You see, when you are lucky enough to get babies; you look after them, nourish them, clothe them, care for them, and protect them to the best of your ability. As they grow into young children you cherish them, concentrate on their development and deliberate and argue over their education.
You are scared leaving them at Nursery (even when they themselves don’t give a dam!), someone cries when they go to Junior School (and it isn’t always the child!), you suffer the trauma of selecting a Senior School, and worry yourself sick when they come back the first day with all that homework & moaning incessantly (cover their Maths book, cover their English book, cover their Dairy book!). You search your bank account to pay for their activities, uniform, sports kit, music instruments and lessons, and all else – and then you encourage them to succeed at all they do (whatever the cost to yourself). You help them with their homework and hope the teachers don’t guess (they don’t say but they do know!). You buy them expensive things (bikes, games machines, music centres, mobiles, designer trainers and clothes) – nothing but the best, so that they can compete with their friends.
In Britain the cost of having and raising a child these days is frightening. Often when parents have additional children they have to move home to upsize, so increase their accommodation – a significant cost of course. The conservative estimated cost of three children (until 21 years of age that is), would be some £650thousand, and six children one and a quarter million pounds!

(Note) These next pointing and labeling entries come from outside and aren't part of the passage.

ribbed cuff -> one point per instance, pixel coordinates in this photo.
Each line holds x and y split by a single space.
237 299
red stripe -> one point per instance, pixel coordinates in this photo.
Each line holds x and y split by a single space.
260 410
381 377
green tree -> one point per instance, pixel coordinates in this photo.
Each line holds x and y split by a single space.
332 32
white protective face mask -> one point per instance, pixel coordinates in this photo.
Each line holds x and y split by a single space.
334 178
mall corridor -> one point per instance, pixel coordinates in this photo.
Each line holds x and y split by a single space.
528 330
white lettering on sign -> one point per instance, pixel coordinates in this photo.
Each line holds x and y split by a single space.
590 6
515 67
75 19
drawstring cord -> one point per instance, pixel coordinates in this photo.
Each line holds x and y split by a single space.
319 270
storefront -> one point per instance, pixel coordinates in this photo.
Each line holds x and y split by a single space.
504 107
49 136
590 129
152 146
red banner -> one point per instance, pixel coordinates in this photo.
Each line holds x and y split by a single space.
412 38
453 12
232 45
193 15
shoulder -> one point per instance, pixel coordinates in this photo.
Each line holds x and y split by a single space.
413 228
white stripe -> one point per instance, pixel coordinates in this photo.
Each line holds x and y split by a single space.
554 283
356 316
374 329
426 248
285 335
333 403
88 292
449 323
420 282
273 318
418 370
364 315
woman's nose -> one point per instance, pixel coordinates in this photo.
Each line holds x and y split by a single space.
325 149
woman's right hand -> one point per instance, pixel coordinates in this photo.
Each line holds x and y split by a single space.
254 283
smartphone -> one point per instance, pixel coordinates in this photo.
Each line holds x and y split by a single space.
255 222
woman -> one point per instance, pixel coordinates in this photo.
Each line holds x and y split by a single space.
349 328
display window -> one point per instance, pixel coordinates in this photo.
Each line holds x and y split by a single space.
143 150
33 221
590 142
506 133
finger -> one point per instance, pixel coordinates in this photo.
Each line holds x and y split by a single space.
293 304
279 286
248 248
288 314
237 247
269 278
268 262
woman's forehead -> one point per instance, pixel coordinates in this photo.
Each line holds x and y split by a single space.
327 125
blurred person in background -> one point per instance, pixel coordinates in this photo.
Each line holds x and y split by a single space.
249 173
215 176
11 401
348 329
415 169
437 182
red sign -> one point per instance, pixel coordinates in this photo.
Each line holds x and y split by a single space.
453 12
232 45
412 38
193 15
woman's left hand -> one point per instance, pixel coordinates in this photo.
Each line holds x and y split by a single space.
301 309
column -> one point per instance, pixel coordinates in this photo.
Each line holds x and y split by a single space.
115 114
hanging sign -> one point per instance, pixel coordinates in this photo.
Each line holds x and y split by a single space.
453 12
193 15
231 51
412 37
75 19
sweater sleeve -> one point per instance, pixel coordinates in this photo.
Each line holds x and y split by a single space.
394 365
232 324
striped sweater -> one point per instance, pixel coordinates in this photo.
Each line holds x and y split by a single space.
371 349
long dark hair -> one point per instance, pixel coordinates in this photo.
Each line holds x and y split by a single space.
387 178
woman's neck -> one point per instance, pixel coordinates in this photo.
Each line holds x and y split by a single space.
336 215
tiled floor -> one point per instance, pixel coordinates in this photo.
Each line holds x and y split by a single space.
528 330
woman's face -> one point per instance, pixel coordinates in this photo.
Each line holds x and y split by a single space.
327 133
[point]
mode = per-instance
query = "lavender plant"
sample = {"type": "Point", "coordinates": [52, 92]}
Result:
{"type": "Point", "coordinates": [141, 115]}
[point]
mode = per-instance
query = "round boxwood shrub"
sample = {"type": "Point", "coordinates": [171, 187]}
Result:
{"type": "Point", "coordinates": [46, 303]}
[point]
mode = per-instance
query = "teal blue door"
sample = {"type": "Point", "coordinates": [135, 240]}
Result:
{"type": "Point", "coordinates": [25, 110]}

But the costs don’t end there of course. Try telling your Bank Manager that you are planning to spend that kind of money – they would have a heart attack on the spot!
You survive their teenage years (just), and put up with their aggressive ‘finding themselves’ attitude, moodiness, and development into sexual adults (and panic about the girls in particular & hate their boyfriends – while your boys are always attracted to a little scatterbrain). Then, there is their choice of ‘further education’, apprenticeship, or perhaps a first job (where you are the prime motivator) – there you are again sweating blood to push them the right way.
The next stage is even more painful for us– they are going to get on with their own lives. Often they move well away from home. You breathe a sigh of relief – to no avail! They want to live in the most unsuitable area, or buy that really dreadful & incongruous property, or take the worse job imaginable. You try to help. You have given up by now assessing or approving or otherwise their intended partners – but you still get dragged into their emotional problems!
They meet a partner of their choice – you daren’t approve or disapprove (as long as they are happy, you see). Then they cohabit (your own parents would be mortified!), and often have children. Finally they announce that they are going to marry their partner (respectability at last you think!). Your joy will be short lived. They want a BIG wedding. How the heck do they have over a hundred friends? For some obscure reason we think that we should pay!
Don’t worry though – there is worse to come! They beget their own child or children, what do they do? They come back to live close to you – free babysitting you see, then access to 24 7 child care, meals on wheels when required, a refuge when tired or bored, and sometimes a shopping companion. You find that your house has now got made-up spare beds, you have travel cots, sleeping bags, and more toys cluttering your rooms than you ever had when you had your own children. You have a permanent car-seat and booster cushion in your car – as well as a scooter, skateboard, or a bike in your boot. You have to have your central heating on whenever the babes are there. Then these grandchildren become a major strain on your financial resources – you see, they keep growing requiring new kit, and having Celebrations, Birthdays, Easter-times, Christmases etc (all requiring presents galore).
Once again you find yourself standing at the school gates – dropping kids off or picking them up (armed with a letter of authority of course). Other Mums and Dads look at you thinking ‘they are a bit old to have a toddler’. You need as well to have ‘something special’ for the child in the car – but they mustn’t tell their Mum (sweets are strictly controlled, you see!)
That’s how you get to a stage when a thirty something year old mother of two, an ex professional director, is telling her Mum she is going to cook a ratatouille for her husband for their dinner (she has an aubergine) – then asking “do you have a pepper, an onion, a courgette, and some ripe tomatoes, I can have?”. She wasn’t asked though “do you want me to cook it for you as well!). Or a forty something son, who needs you to take his boy to the Park to practice his football – and you also have to go to all his training and matches (even though he is still only a young kid). You as well then have to resurrect the School assessment and selection process for all these grandchildren – it is a bit easier this time round though! Minor tasks are cake baking, scone making, and providing morning coffee and afternoon tea for different ones each day – well, at least these are things you didn’t have time for when you had your own kids!
See that is what it is like having children! But who would change it? The only saving grace to this is the knowledge that your own parents went through the self same process and spent their wealth on you!
Equally, you know and can rest assured, that your children are going to go through the same process with their kids – what goes round comes around!
[No one ever tells you about all of this, or even some of it – do we think we would be so keen and proud to have kids if they did eh?]